Espaces publics et trottoirs
Par : Noureddine BENABBOU
Pour avoir laissé faire pendant longtemps, l’autorité a du mal à faire accepter l’ordre à ces indus occupants qui croient être dans leur bon droit.
La modernisation de la ville passe d’abord par le respect des règles qui la régissent puis par le civisme. Depuis une dizaine d’années, les pouvoirs publics n’arrivent plus à faire respecter la loi sur l’espace public. Plus grave encore, le citoyen est racketté quotidiennement au vu et au su des élus locaux censés défendre les droits de leurs administrés. Outre les petites villes limitrophes telles que Arzew, Aïn El-Turck, Es-Sénia, Sidi-Chahmi, Gdyel, Béthioua, Misserghin… dont les espaces publics sont squattés au détriment du citoyen, à Oran, c’est l’anarchie. Les marchands de l’informel squattent plusieurs ruelles mitoyennes sans que les services concernés n’interviennent. Au marché de Petit-Lac, à la rue de la Bastille, à El-Hamri, à la Ville nouvelle, c’est le même constat. Ruelles, trottoirs et places publiques sont occupés illégalement par des vendeurs de tous bords. Fruits et légumes, vêtements, appareils électroménagers, téléphones portables, meubles et divers produits et objets sont étalés sur des espaces publics. “Oui ! La police intervient de temps en temps mais à chaque fois les revendeurs de l’informel reviennent car ils savent qu’ils ne risquent pas gros”, déclare un riverain de la place Nadjah située près du musée Ahmed-Zabana, avant de poursuivre : “Nous vivons le calvaire. Escroqueries, vols et agressions sont le lot quotidien subi par les riverains qui n’arrivent plus à quel saint se vouer.”

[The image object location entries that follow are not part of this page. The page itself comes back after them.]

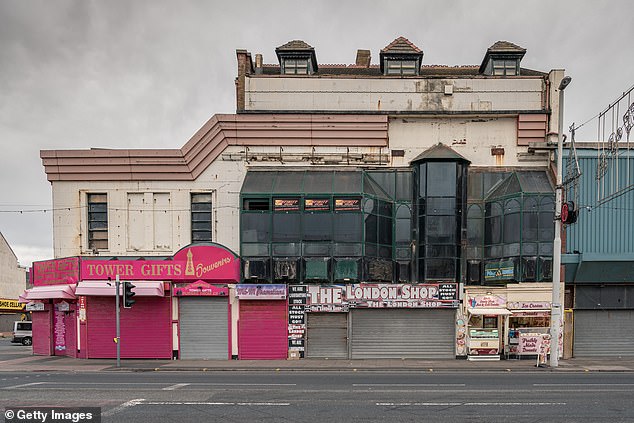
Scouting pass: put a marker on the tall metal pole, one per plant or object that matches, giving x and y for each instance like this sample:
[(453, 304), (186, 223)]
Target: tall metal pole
[(118, 334), (555, 315)]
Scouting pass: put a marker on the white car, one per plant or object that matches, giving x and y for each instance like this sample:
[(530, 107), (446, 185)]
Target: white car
[(22, 333)]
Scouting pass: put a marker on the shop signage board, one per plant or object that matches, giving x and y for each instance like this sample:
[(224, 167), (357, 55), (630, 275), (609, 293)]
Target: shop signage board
[(55, 272), (317, 204), (60, 330), (534, 343), (81, 302), (347, 204), (486, 301), (286, 204), (200, 289), (207, 262), (261, 292), (338, 298), (10, 305), (35, 307), (529, 305), (297, 318), (501, 271)]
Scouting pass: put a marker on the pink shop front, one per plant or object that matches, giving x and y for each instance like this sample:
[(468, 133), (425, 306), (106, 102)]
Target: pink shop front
[(177, 299)]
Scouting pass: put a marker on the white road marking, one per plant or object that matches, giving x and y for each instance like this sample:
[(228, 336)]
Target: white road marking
[(583, 384), (469, 404), (410, 384), (259, 404), (122, 407), (173, 387), (163, 383), (24, 385)]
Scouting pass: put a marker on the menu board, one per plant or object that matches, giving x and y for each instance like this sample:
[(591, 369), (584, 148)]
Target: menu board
[(347, 204), (317, 204), (286, 204)]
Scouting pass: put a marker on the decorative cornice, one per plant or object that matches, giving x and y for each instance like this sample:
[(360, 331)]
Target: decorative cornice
[(221, 131)]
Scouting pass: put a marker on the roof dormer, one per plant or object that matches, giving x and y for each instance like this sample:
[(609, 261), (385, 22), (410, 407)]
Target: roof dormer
[(401, 58), (502, 59), (296, 58)]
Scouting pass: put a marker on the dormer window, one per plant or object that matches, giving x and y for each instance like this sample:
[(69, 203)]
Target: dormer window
[(401, 58), (296, 58), (295, 66), (502, 59), (401, 67), (507, 67)]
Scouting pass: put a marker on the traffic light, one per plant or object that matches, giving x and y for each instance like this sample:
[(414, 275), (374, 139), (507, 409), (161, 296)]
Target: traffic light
[(568, 213), (128, 294)]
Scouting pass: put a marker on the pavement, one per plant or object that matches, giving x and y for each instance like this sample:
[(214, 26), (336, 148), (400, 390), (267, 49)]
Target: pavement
[(33, 363)]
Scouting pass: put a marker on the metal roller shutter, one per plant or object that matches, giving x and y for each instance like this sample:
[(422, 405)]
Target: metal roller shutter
[(402, 333), (603, 333), (146, 328), (204, 328), (327, 335), (263, 330)]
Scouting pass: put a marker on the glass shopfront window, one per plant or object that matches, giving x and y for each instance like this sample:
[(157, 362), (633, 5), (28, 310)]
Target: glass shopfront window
[(335, 217)]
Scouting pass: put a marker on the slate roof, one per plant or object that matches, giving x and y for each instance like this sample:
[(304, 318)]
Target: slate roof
[(401, 45), (375, 71), (502, 48), (440, 152), (295, 45), (505, 47)]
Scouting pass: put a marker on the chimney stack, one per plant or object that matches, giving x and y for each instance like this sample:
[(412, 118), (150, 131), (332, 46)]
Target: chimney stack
[(363, 58), (258, 63)]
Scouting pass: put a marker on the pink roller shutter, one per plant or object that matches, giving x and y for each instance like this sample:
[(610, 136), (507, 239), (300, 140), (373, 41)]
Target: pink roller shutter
[(262, 330), (42, 331), (71, 332), (145, 328)]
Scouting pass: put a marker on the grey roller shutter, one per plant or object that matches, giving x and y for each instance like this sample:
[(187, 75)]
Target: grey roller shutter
[(327, 335), (403, 333), (600, 333), (203, 328)]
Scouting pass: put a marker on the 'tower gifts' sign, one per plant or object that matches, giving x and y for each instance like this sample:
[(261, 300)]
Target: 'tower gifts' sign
[(207, 262)]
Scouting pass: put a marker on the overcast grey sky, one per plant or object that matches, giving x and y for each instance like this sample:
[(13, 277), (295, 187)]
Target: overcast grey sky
[(141, 74)]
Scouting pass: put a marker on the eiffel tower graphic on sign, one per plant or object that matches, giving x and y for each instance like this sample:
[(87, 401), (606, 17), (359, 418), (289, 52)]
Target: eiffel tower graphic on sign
[(189, 268)]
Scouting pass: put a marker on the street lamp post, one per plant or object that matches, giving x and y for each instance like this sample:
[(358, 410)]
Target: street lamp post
[(555, 314)]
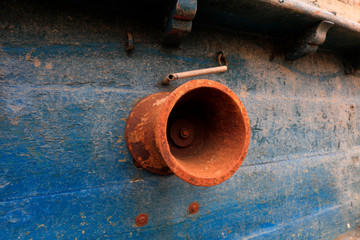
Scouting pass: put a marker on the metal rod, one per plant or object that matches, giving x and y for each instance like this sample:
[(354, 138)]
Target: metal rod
[(194, 73)]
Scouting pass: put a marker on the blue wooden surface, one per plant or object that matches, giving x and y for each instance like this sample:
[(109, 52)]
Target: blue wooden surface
[(67, 87)]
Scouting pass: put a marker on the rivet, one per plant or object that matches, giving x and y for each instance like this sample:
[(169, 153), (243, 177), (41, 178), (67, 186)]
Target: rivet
[(184, 133), (141, 219)]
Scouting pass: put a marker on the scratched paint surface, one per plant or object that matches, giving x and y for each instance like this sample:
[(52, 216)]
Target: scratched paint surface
[(67, 87)]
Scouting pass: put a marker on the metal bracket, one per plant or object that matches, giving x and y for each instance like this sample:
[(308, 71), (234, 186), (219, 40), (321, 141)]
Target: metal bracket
[(309, 42), (180, 22)]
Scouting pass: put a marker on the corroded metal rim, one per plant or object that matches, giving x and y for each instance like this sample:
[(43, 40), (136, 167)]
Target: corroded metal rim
[(161, 133)]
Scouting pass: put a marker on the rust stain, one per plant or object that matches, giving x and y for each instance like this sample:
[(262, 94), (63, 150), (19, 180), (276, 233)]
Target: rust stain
[(194, 208), (190, 132), (37, 62), (142, 219), (48, 65)]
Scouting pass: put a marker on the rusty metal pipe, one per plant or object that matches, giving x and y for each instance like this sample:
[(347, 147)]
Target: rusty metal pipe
[(194, 73), (200, 132)]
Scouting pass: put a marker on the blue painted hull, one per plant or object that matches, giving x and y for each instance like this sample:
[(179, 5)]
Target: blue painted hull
[(67, 87)]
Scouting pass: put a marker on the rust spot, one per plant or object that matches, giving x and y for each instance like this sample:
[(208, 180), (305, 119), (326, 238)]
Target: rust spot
[(142, 219), (190, 132), (194, 208)]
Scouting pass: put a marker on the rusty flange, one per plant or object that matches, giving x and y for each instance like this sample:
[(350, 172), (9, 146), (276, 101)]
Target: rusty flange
[(200, 131)]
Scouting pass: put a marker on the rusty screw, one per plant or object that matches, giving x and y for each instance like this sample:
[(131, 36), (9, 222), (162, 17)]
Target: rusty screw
[(184, 133), (193, 208), (141, 219)]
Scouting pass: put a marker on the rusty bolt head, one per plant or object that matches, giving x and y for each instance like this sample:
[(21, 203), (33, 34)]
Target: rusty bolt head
[(184, 133), (193, 208), (141, 219)]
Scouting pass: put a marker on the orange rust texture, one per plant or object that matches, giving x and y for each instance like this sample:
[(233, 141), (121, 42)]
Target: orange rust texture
[(220, 134), (349, 9)]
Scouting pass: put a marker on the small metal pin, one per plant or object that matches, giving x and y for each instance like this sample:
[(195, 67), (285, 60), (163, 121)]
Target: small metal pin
[(199, 72), (130, 43)]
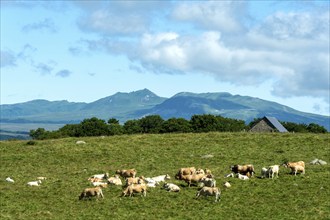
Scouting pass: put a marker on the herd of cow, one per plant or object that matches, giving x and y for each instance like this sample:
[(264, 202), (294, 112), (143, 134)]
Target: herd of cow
[(190, 175)]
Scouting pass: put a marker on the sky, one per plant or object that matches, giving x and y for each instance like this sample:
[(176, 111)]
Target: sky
[(81, 51)]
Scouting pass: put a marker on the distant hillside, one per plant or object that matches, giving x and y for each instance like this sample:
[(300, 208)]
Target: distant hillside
[(137, 104)]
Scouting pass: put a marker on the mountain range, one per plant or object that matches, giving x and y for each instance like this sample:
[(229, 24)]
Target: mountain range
[(137, 104)]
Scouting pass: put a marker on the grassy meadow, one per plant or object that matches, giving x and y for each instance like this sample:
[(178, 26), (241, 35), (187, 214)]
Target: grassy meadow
[(68, 166)]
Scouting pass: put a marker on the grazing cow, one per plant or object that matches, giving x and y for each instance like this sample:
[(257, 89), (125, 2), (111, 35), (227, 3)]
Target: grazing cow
[(161, 178), (41, 178), (98, 176), (247, 169), (295, 167), (135, 188), (272, 170), (8, 179), (230, 175), (242, 177), (126, 173), (206, 181), (189, 179), (34, 183), (115, 180), (94, 179), (101, 184), (209, 191), (185, 171), (134, 180), (171, 187), (150, 182), (264, 172), (91, 192), (227, 185)]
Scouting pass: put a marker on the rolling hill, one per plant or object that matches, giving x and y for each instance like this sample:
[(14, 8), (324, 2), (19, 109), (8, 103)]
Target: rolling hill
[(137, 104)]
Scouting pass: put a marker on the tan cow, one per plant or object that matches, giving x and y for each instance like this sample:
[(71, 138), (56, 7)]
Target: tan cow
[(91, 192)]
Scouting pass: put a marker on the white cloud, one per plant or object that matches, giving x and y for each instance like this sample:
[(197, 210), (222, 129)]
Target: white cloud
[(119, 17), (8, 58), (63, 73), (46, 24), (289, 49), (224, 16)]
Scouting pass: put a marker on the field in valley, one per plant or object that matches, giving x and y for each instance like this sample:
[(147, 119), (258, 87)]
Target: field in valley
[(68, 166)]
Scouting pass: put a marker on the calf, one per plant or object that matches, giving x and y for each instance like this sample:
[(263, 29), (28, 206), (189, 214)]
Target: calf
[(150, 182), (101, 184), (272, 170), (185, 171), (115, 180), (295, 167), (171, 187), (135, 188), (91, 192), (126, 173), (8, 179), (247, 169), (134, 180), (99, 176), (227, 185), (34, 183), (242, 177), (264, 172), (195, 178), (161, 178), (211, 182), (209, 191)]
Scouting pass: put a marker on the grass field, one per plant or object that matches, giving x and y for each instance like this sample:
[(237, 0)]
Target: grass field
[(67, 167)]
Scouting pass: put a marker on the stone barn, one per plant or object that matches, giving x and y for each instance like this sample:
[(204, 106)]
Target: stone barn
[(268, 124)]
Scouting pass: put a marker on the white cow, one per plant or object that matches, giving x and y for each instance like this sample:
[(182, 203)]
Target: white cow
[(209, 191), (171, 187), (8, 179), (242, 177), (161, 178), (34, 183), (272, 170)]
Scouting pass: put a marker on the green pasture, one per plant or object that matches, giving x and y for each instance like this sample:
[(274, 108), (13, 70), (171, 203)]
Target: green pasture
[(68, 166)]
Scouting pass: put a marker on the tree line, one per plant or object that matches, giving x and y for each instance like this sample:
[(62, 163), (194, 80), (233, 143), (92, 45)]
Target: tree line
[(154, 124)]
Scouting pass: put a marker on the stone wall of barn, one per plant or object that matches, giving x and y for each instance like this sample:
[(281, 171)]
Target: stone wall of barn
[(262, 126)]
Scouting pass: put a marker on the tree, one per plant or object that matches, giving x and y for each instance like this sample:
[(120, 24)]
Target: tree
[(115, 129), (151, 124), (93, 127), (132, 127), (315, 128), (176, 125), (204, 123), (113, 121), (38, 134)]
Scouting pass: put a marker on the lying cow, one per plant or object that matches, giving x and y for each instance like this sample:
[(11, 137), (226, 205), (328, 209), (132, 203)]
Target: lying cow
[(247, 169), (115, 180), (161, 178), (209, 191), (242, 177), (91, 192), (134, 180)]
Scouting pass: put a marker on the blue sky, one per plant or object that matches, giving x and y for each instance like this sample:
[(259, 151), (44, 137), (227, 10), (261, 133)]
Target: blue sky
[(82, 51)]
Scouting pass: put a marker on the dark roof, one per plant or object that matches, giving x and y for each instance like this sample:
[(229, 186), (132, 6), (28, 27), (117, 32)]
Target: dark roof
[(276, 124)]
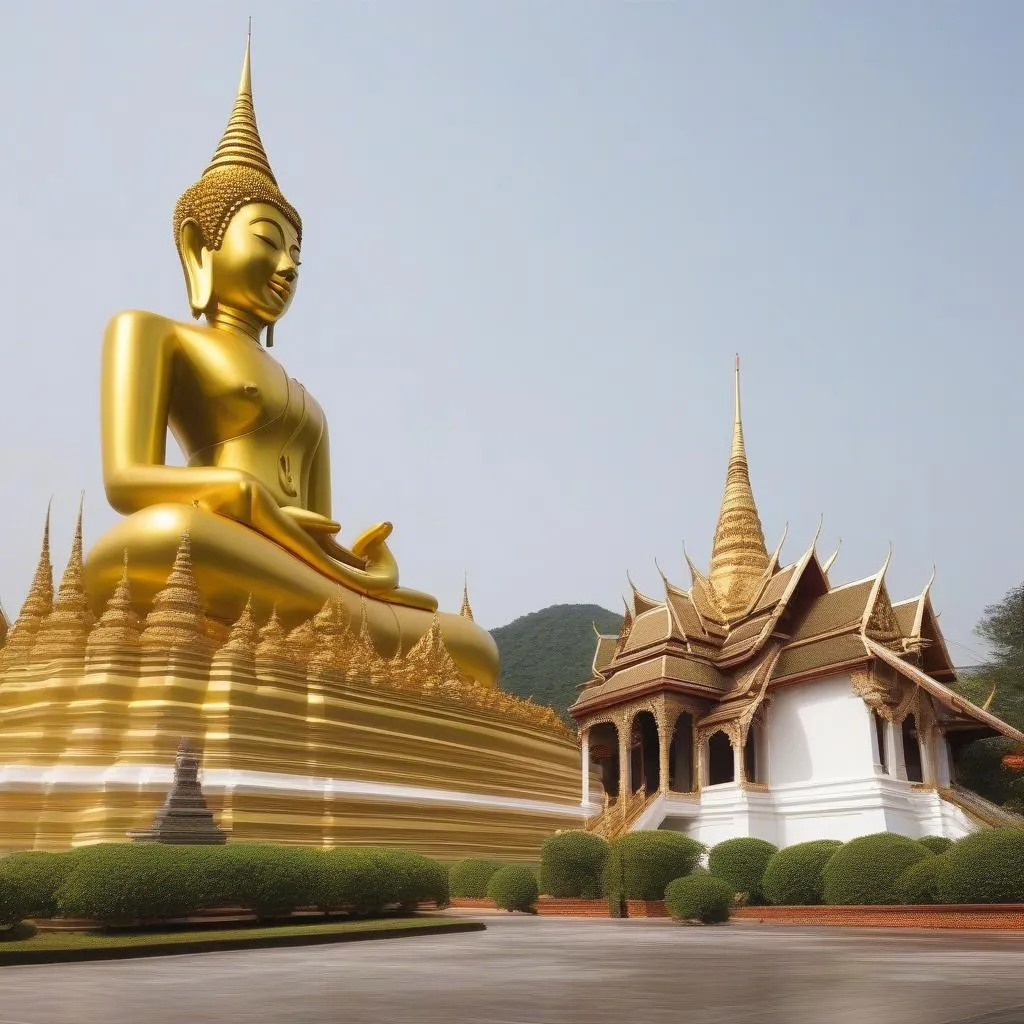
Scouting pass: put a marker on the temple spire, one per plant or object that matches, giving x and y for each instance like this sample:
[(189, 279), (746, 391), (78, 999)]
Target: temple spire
[(739, 556), (466, 610)]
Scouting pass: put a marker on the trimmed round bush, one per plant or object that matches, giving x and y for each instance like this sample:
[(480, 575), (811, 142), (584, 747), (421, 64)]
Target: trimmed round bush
[(513, 888), (919, 884), (413, 879), (865, 870), (39, 875), (641, 864), (571, 864), (984, 867), (270, 881), (349, 880), (741, 863), (793, 877), (699, 897), (468, 879), (121, 883), (13, 901)]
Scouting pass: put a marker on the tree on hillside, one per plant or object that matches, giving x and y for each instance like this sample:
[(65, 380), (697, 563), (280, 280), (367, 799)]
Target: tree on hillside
[(1001, 626)]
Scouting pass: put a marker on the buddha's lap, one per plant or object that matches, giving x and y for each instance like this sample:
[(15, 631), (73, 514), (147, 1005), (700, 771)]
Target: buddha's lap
[(232, 562)]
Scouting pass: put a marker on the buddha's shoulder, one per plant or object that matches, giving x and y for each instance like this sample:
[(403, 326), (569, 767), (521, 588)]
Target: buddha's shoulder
[(142, 328)]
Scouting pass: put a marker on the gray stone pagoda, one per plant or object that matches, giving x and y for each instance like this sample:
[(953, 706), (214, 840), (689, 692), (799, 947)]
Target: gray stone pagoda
[(184, 818)]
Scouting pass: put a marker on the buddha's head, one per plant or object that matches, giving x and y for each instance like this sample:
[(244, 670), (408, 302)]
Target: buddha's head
[(237, 236)]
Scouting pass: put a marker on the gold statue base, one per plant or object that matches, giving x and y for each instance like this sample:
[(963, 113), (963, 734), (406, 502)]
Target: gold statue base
[(308, 736)]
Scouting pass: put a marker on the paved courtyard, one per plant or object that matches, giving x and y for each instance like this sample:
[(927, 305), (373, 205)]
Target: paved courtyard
[(543, 971)]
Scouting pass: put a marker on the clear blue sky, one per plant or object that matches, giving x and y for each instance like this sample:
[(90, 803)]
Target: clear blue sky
[(535, 235)]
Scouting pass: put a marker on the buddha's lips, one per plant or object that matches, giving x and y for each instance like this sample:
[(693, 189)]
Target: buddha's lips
[(281, 290)]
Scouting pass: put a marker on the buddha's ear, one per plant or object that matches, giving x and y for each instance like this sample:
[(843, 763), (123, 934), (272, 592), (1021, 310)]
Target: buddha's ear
[(198, 265)]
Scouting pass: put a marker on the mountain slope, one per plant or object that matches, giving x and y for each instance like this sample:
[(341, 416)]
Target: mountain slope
[(546, 654)]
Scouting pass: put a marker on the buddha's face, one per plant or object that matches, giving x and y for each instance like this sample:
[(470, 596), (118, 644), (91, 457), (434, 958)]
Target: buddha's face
[(256, 267)]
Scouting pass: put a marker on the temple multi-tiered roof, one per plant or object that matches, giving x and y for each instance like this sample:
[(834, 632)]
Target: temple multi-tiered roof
[(718, 648)]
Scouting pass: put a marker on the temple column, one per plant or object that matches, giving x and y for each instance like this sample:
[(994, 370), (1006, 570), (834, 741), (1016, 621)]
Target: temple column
[(585, 755), (623, 729), (664, 749)]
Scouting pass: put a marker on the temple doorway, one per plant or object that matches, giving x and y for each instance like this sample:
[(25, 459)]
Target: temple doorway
[(681, 755), (604, 754), (911, 751), (721, 763), (646, 762)]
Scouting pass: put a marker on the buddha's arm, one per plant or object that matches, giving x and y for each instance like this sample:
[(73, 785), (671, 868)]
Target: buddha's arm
[(139, 351)]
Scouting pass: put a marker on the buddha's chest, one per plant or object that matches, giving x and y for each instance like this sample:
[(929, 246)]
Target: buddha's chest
[(233, 404)]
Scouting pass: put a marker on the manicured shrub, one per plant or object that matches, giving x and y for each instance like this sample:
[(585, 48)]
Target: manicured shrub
[(468, 879), (699, 897), (919, 884), (865, 870), (640, 864), (270, 881), (349, 880), (937, 844), (513, 888), (984, 867), (571, 864), (740, 862), (39, 876), (413, 879), (793, 877), (121, 883), (13, 901)]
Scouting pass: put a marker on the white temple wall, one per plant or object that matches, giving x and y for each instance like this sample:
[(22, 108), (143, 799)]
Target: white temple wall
[(818, 731)]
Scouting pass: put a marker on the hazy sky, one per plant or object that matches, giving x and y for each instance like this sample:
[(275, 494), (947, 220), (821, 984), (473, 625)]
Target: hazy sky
[(536, 233)]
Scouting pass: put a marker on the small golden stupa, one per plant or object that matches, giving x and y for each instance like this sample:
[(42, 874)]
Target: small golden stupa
[(331, 705)]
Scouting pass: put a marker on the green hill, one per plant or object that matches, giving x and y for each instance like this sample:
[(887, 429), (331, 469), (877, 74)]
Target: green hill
[(546, 654)]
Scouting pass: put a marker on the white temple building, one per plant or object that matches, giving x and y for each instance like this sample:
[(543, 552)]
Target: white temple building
[(769, 700)]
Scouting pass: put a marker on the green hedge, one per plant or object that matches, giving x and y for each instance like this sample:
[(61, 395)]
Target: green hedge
[(984, 867), (919, 884), (865, 870), (39, 876), (122, 883), (468, 879), (571, 864), (937, 844), (793, 877), (741, 862), (641, 864), (513, 888), (699, 897)]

Outre l’informel qui squatte la ville tout entière, les commerçants légaux ne facilitent pas la tâche aux autorités compétentes. “Regardez ce magasin qui étale ses produits et ce patron de crémerie, ses chaises, sur le trottoir, c’est légal ?” s’interroge un habitant de l’avenue Choupot. Plus grave encore, des rues entières sont squattées par des pseudos gardiens qui obligent les conducteurs à payer le droit de stationnement sous la menace d’un gourdin ou d’une arme blanche en cas de refus. “Oui, les autorités de la ville sont au courant. Il m’arrive de payer cinq fois dans la journée le droit de stationnement sans broncher. Il (le gardien) risque de vous casser le pare-brise de votre véhicule. L’État est absent”, peste un jeune cadre. Cette situation est devenue intenable.
Les Oranais sont lassés de subir le diktat des squatteurs. “Même les ronds-points n’ont pas été épargnés durant ce mois sacré du Ramadhan”, confie Amine, un chauffeur de taxi. Mais pourquoi cette tolérance des pouvoirs publics ? “La raison est politique. Le chômage, l’exclusion et les différentes crises sociales ont poussé les autorités publiques à plus de tolérance. Non, ce n’est pas une solution, c’est l’anarchie. Il faut imposer le respect de l’espace public. Des cafetiers qui squattent le trottoir et bloquent le passage aux piétons est une infraction. Alors, il ne faut pas reprocher au piéton de circuler sur la chaussée. Les femmes sont les plus pénalisées”, fait savoir un sociologue.
D’autre part, l’espace public semble livré à lui-même. Des baraques de fortune, des tentes pour la vente des fruits et légumes sont dressées sur les trottoirs. “Cette année, l’APC a interdit la vente des fruits sur le trottoir de l’axe routier principal mais ailleurs c’est le désordre”, avoue un habitant de Fellaoucène. Et comme le squat de l’espace public est devenu tolérable, des automobilistes n’hésitent plus à garer leurs voitures sur le trottoir.
Certains, plus audacieux, ont procédé à des extensions de leurs commerces sur l’espace public sans être inquiétés. De leur côté, les élus locaux semblent s’y faire avec cette nouvelle donne en tentant des campagnes de récupération de l’espace sans résultat.